Prelude from Tristan und Isolde

(1865)

Richard Wagner

Born May 22, 1813 in Leipzig, Germany

Died February 13, 1883 in Venice


The Kronos Quartet commissioned Aleksandra Vrebalov’s arrangement for triple quartet of the “Prelude” and “Liebestod” from Richard Wagner’s Tristan und Isolde for the 2012 Uppsala International Sacred Music Festival. Two aspects of that sentence give one pause.

First, a gentle adjustment is needed: what we now call the “Prelude” was for Wagner the Liebestodor “Love-death,” while he designated the opera’s closing moments Isolde’s Verklärung or “Transfiguration.” Second, Wagner’s Tristan at a festival of sacred music?

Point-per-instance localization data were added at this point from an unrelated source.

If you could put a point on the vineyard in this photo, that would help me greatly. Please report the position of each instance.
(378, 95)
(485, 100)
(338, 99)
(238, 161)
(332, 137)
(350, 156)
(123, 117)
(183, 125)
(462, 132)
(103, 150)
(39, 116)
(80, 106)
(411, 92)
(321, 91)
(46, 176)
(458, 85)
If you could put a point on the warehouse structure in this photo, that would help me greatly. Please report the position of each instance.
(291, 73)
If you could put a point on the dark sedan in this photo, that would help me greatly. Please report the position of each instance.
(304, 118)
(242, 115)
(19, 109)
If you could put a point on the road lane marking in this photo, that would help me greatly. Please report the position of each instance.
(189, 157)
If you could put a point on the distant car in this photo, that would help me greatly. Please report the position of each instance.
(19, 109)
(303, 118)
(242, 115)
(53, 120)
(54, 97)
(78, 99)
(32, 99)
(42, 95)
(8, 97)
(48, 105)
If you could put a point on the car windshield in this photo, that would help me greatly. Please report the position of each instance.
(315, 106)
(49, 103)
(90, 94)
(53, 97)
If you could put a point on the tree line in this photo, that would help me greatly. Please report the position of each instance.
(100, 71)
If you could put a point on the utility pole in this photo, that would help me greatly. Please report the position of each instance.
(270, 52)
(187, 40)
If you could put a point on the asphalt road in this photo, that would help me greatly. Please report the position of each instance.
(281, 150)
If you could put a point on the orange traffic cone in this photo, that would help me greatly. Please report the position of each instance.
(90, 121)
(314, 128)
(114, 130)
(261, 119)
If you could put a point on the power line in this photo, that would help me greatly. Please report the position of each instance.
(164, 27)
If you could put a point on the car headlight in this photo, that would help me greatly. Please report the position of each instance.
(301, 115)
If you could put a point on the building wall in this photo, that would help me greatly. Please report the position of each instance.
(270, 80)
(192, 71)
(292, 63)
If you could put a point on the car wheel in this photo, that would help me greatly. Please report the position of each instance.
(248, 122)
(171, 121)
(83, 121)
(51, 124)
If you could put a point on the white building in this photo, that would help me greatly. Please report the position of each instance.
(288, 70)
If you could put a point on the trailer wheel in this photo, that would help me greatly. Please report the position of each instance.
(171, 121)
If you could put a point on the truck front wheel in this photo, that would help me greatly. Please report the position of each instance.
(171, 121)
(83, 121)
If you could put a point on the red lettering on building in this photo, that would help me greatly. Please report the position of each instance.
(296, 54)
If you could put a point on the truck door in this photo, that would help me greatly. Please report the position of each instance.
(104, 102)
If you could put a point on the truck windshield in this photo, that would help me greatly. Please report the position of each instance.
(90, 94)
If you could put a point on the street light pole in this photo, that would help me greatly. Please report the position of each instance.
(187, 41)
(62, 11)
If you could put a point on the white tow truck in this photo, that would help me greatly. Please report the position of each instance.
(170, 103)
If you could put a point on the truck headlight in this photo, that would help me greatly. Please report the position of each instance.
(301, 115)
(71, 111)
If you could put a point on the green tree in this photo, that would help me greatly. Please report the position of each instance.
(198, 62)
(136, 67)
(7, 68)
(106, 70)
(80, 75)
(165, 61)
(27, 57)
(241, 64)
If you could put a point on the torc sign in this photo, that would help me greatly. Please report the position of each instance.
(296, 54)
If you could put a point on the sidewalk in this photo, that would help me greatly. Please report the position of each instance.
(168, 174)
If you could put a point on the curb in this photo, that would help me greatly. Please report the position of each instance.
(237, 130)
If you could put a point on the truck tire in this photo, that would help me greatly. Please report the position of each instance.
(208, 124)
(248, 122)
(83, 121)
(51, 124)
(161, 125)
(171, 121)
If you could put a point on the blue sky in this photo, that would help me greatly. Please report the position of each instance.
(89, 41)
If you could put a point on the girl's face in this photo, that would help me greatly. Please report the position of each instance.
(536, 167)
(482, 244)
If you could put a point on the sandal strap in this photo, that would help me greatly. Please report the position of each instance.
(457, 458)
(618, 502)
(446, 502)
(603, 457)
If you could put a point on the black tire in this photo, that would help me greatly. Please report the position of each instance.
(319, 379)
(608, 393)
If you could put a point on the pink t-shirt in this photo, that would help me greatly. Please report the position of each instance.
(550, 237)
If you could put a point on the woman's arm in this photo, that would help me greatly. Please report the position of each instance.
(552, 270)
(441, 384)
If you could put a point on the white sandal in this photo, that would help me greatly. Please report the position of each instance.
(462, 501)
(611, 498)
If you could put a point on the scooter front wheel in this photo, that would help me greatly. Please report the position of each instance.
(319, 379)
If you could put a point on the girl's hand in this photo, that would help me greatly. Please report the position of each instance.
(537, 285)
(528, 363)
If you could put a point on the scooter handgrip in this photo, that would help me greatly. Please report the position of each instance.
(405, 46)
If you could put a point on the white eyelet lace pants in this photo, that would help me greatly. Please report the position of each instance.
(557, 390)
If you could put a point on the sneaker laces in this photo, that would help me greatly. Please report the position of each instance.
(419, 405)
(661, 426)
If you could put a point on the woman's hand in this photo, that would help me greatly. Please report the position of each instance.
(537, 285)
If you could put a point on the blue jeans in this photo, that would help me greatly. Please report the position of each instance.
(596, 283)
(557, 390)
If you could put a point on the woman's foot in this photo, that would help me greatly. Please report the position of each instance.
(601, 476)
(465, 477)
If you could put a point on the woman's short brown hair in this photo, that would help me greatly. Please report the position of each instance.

The idea is less far-fetched than it may seem at first glance.  Wagner, after all, founded a cult (with himself as demiurge), a pilgrimage site at Bayreuth, and even a “festival-play for the consecration of a stage,” Parsifal. (“To sit five hours: the first stage of holiness!” sneered the master’s one-time acolyte Friedrich Nietzsche.) The enigmatic chord of F, B, D#, and G# in Tristan’s second measure is widely considered a musical epiphany, the moment when major minor tonality began an irreversible slide into liquefaction — a grand narrative that abides even in our postmodern times.  (Mr. Vrebalov’s arrangement, incidentally, makes use of Wagner’s own concert ending for the “Love-death”/Prelude.) The word Verklärungoffers even weightier grist for the mill. Klar in Verklärung is cognate with clear, “free from darkness.” In Christian theology, transfiguration denotes the radiant fusion of human and divine: Jesus was transfigured when “his face did shine as the sun, and his raiment was white as the light,” and his disciples saw him in glory conversing with Moses and Elijah. During her transfiguration, Isolde gazes upon the lifeless Tristan and sees him “ever brighter, brightly shining, born in starlight high above.” Tristan and Isolde, though, are no Christians, and they spurn the day and its illusions in favor of night — the realm of truth and oneness and desire’s annihilation in Wagner’s reading of Arthur Schopenhauer’s Buddhist- and Hindu-tinged philosophy. Tristan shines and Isolde is transfigured because, like stars in the night sky, blackness swallows them up. 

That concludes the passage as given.